Por supuesto que el juez de tutela no es el llamado a intervenir a manera de árbitro para determinar cuáles de los planteamientos valorativos y hermenéuticos de los juzgadores de instancia, de las partes o de los intervinientes, resultan ser los más acertados, y menos aún acometer, bajo ese pretexto, la revisión oficiosa del asunto, con el propósito de verificar si en el proceso se han respetado las garantías constitucionales, cuando el derecho discutido gozó del cauce adecuado para hacerlo respetar; amén que la adversidad de las decisiones no es por sí misma fundamento que le allane el camino al vencido para perseverar en sus discrepancias frente a lo resuelto por el juez natural, cuya independencia y autonomía tiene su origen en postulados de raigambre constitucional y legal.

Consecuentemente con lo discurrido, la Corte confirmará el fallo objeto de la impugnación. DECISIÓN En mérito de lo expuesto, la Corte Suprema de Justicia, en Sala de Casación Civil, administrando justicia en nombre de la República y por autoridad de la ley, CONFIRMA la sentencia de fecha, contenido y procedencia puntualizados en la motivación que antecede.

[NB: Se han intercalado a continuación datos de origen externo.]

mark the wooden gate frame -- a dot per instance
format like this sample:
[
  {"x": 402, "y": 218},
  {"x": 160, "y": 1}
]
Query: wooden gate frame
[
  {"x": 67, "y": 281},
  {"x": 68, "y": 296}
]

Comuníquese telegráficamente lo resuelto en esta providencia a los interesados y oportunamente envíese el expediente a la Corte Constitucional para su eventual revisión. ARTURO SOLARTE RODRIGUEZ JAIME ALBERTO ARRUBLA PAUCAR RUTH MARINA DÍAZ RUEDA (En comisión de servicios) PEDRO OCTAVIO MUNAR CADENA WILLIAM NAMÉN VARGAS CÉSAR JULIO VALENCIA COPETE EDGARDO VILLAMIL PORTILLA PAGE 6 POMC.